$
\newcommand\Cl{\mathrm{Cl}}
\newcommand\m\mathbf
$If you remove the denominators from your $F$ then you're on the right track, you just need to show that $f$ as defined is an algebra homomorphism. I think that you're overcomplicating things by introducting $\Cl^j$.
I will just use juxstaposition for the algebra products. You're expression for a basis of $\Cl(X, \hat fq)$ is not quite right; it should be
$$
B = \{e_{i_1}\dotsb e_{i_k} \;:\; i_1 < \dotsb < i_k,\: k = 1,\dotsc,n\}
$$
where $n$ is the dimension of $X$. Notice the $<$ rather than $\leq$. It also makes no sense to say
$$
e_i^2 = -1
$$
for several reasons.

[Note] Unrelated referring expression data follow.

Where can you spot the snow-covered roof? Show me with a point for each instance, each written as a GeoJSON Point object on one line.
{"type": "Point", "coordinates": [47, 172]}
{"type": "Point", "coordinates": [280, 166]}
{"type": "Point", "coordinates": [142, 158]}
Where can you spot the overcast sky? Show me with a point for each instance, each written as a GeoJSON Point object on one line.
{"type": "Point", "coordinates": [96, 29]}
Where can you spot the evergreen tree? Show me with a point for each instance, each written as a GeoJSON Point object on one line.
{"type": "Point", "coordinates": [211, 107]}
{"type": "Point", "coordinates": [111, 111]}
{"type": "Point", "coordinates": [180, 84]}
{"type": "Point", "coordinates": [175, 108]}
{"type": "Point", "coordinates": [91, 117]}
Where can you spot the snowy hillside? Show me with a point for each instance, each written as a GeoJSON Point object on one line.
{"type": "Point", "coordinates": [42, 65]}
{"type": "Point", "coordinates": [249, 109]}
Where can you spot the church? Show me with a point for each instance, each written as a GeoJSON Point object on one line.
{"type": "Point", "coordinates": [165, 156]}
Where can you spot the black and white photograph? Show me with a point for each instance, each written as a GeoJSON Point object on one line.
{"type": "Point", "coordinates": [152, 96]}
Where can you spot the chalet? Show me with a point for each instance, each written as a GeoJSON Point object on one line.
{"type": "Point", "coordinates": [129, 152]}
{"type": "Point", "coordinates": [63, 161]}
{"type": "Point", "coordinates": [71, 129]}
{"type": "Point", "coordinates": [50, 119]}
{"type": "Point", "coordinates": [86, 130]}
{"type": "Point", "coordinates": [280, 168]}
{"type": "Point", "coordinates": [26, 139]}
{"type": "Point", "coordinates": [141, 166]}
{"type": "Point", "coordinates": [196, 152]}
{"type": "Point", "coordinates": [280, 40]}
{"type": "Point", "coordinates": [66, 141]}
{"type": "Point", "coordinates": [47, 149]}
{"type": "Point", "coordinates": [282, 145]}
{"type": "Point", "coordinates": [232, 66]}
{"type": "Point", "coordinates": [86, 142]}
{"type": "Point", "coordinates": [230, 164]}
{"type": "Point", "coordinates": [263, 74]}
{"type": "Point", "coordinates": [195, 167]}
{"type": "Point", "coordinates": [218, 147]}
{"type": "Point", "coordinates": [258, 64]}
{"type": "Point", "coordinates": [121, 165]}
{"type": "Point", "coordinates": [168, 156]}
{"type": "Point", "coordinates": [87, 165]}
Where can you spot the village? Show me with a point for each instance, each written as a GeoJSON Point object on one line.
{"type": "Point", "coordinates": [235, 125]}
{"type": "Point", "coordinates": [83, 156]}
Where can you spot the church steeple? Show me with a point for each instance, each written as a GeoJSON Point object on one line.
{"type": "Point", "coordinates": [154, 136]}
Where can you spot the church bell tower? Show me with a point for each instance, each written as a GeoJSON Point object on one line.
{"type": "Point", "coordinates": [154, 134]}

First, if e.g. $\mathbb F = \mathbb R$ then the sign of $e_i^2$ depends on the quadratic form $\hat fq$. Second, you cannot normalize basis over an arbitary field $\mathbb F$; it just isn't something that makes sense. (Hint: consider the square classes $\mathbb F^\times/\mathbb F^{\times2}$.) What we can do is always find an orthogonal basis so that
$$
e_ie_j + e_je_i = 0,\quad i \ne j
$$
as you say, and otherwise we will just say
$$
e_i^2 = (\hat fq)(e_i) = q(f(e_i))
$$
which is by definition of $\Cl(X, \hat fq)$.
What follows will be much easier using multi-index notation. A multi-index $\m i$ is a tuple $\m i = (i_1,\dotsc, i_m)$ such that $1 \leq i_1 < \dotsb < i_m$. We define
$$
|\m i| = m,\quad \m i \leq p \iff i_m \leq p,\quad
p \in \m i \iff \exists q.\;p = i_q,
$$$$
e_{\m i} = e_{i_1}\dotsb e_{i_m},\quad
g(e)_{\m i} = g(e_1)\dotsb f(e_{i_m}).
$$
Here $g$ is any function. Using the above definition of $\in$ we apply set-like operations $\cap, \cup, \setminus$ to multi-indices by adding the stipulation that the result be a well-defined multi-index.
In multi-index notation we may write
$$
B = \{e_{\m i} \;:\; \m i \leq n\}.
$$
Now we can define a linear map $F : \Cl(X, \hat fq) \to \Cl(Y, q)$ via
$$
F(e_{\m i}) = f(e)_{\m i}
$$
All we need to do now is show that $F$ is a homomorphism. By linearity it suffices to show that
$$
F(e_{\m i})F(e_{\m j}) = F(e_{\m i}e_{\m j}).
\tag{$*$}
$$
Note that by definition of $\Cl(X, \hat fq)$ and $\Cl(Y, q)$
$$
f(v)^2 = q(f(v)) = (\hat fq)(v) = v^2.
$$
In particular $f(e_l)^2 = e_l^2$ for any $l$. It also follows that $f(e_l)$ and $f(e_m)$ anticommute when $l \ne m$:
$$\begin{aligned}
0
&= e_le_m + e_me_l
\\
&= (e_l + e_m)^2 - e_l^2 - e_m^2
\\
&= f(e_1+e_m)^2 - f(e_1)^2 - f(e_m)^2
\\
&= f(e_l)f(e_m) + f(e_m)f(e_l).
\end{aligned}$$
Thus we now calculate
$$\begin{aligned}
F(e_{\m i})F(e_{\m j})
&= f(e)_{\m i}f(e)_{\m j}
\overset1= \pm[f(e)^2]_{\m i\cap\m j}f(e)_{\m i\cup\m j}
\\
&= \pm(e^2)_{\m i\cap\m j}f(e)_{\m i\cup\m j}
= \pm F\Bigl((e^2)_{\m i\cap\m j}\,e_{\m i\cup\m j}\Bigr)
\\
&\overset2= F(e_{\m i}e_{\m j})
\end{aligned}$$
which is ($*$). I have opted to not write out the sign $\pm$ we get in (1) from (anti)commuting basis vectors; the exact inverse set of (anti)commutations is performed in (2), so the sign cancels.
Alternatively, this is trivial if you've already proved the universal propery of Clifford algebras:
- For any associative algebra $A$ and linear $f : X \to A$ such that $f(x)^2 = Q(x)$ for all $x \in X$, there is a unique algebra homomorphism $F : \Cl(X, Q) \to A$ such that $F(x) = f(x)$ for all $x \in X$.
Choose $Q = \hat fq$ and $A = \Cl(Y, q)$ and simply widen the codomain of $f : X \to Y$ to get $f : X \to \Cl(Y, q)$.